World Password Day – Contenuto a cura di Elisa Romano, membro del Comitato Direttivo delle Women for Security

Questa ricorrenza è stata inventata nel 2013, allo scopo di sottolineare l’importanza delle chiavi di accesso ai sistemi informatici, quale fondamentale misura di sicurezza da adottare con particolare criterio. La password è infatti il sistema di autenticazione più utilizzato, posto che strumenti più sofisticati, quali ad esempio il riconoscimento facciale, richiedono software più complessi (e costosi).
Partiamo dalle basi: che cos’è una password? Letteralmente significa “parola d’ordine”, ossia quella che si deve sapere per accedere ad un luogo ad accesso riservato, rendendo chiara la ragione per cui viene predisposta, ossia impedire l’accesso ai soggetti non autorizzati.

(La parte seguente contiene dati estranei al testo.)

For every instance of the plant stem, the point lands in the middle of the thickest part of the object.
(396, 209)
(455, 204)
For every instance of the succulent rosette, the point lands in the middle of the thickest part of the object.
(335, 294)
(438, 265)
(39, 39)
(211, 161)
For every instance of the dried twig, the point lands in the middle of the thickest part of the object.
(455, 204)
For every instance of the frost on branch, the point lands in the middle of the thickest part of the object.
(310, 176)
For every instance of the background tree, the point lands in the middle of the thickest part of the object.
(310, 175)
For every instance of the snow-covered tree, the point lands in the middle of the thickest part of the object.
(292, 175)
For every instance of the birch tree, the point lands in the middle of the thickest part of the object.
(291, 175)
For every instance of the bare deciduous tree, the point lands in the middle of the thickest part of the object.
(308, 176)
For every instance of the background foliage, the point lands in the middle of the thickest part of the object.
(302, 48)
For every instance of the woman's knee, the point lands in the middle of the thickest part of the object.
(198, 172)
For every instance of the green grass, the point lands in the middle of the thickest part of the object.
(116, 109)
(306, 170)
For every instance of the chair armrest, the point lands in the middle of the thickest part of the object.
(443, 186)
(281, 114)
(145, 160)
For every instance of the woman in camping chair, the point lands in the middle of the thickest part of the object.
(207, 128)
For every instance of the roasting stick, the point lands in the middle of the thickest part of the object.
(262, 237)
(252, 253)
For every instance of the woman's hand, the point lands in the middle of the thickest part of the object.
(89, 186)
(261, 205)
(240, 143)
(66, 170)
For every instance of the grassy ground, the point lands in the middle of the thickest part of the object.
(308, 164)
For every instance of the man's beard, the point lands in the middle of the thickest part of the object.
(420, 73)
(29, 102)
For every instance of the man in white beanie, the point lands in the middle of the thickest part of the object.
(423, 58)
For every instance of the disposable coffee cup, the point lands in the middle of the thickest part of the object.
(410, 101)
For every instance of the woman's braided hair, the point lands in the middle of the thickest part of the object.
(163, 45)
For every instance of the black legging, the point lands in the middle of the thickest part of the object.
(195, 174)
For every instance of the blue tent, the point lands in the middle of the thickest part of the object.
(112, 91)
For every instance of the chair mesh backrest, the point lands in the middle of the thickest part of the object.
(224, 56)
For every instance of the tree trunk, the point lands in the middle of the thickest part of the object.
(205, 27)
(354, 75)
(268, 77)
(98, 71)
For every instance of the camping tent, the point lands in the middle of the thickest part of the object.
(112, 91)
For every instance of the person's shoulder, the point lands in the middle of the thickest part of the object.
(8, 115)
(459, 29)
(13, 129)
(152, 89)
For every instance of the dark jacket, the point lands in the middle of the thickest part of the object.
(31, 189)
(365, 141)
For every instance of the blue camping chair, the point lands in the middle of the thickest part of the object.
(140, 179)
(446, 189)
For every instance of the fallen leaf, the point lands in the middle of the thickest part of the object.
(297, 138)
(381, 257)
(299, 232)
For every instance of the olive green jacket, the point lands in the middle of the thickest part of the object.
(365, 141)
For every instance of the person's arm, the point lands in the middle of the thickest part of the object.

A livello di sistemi/applicazioni, è quindi uno strumento che ci permette di entrare in una porzione esclusiva dello stesso, al fine di garantire la riservatezza di un determinato contenuto (e anche l’integrità e la disponibilità, garantendo quindi la cd CIA tanto cara a noi operatori del settore della sicurezza). La prima password è stata inventata dal MIT – Massachusetts Institute of Technology, negli anni ‘60, ad opera di un ingegnere di nome Fernando Corbatò, recentemente scomparso, ritenuto uno dei padri dell’informatica.
Una password (talvolta chiamata anche codice di accesso, PIN – personal identification number – o codice segreto) è un meccanismo di sicurezza di base costituito da una chiave segreta, creata dall’utente utilizzando caratteri alfabetici, numerici, alfanumerici e simbolici o una combinazione di questi. In pratica, una password viene utilizzata per limitare l’accesso a un sistema, applicazione o servizio ai soli utenti che sono autorizzati ad utilizzarlo, tramite una verifica in fase di accesso alla porzione riservata.
La password è una delle procedure di controllo accessi più utilizzate, applicata praticamente a tutti i dispositivi e servizi digitali ed informatici. In genere, una password viene utilizzata in combinazione con un nome utente, e si devono fornire entrambi per accedere a un sistema, una rete o altra area protetta. Nella maggior parte delle applicazioni e dei servizi, le password vengono create dall’utente stesso e devono essere differenti per ogni diverso sistema o servizio utilizzato, così in caso di furto di credenziali i danni sono limitati.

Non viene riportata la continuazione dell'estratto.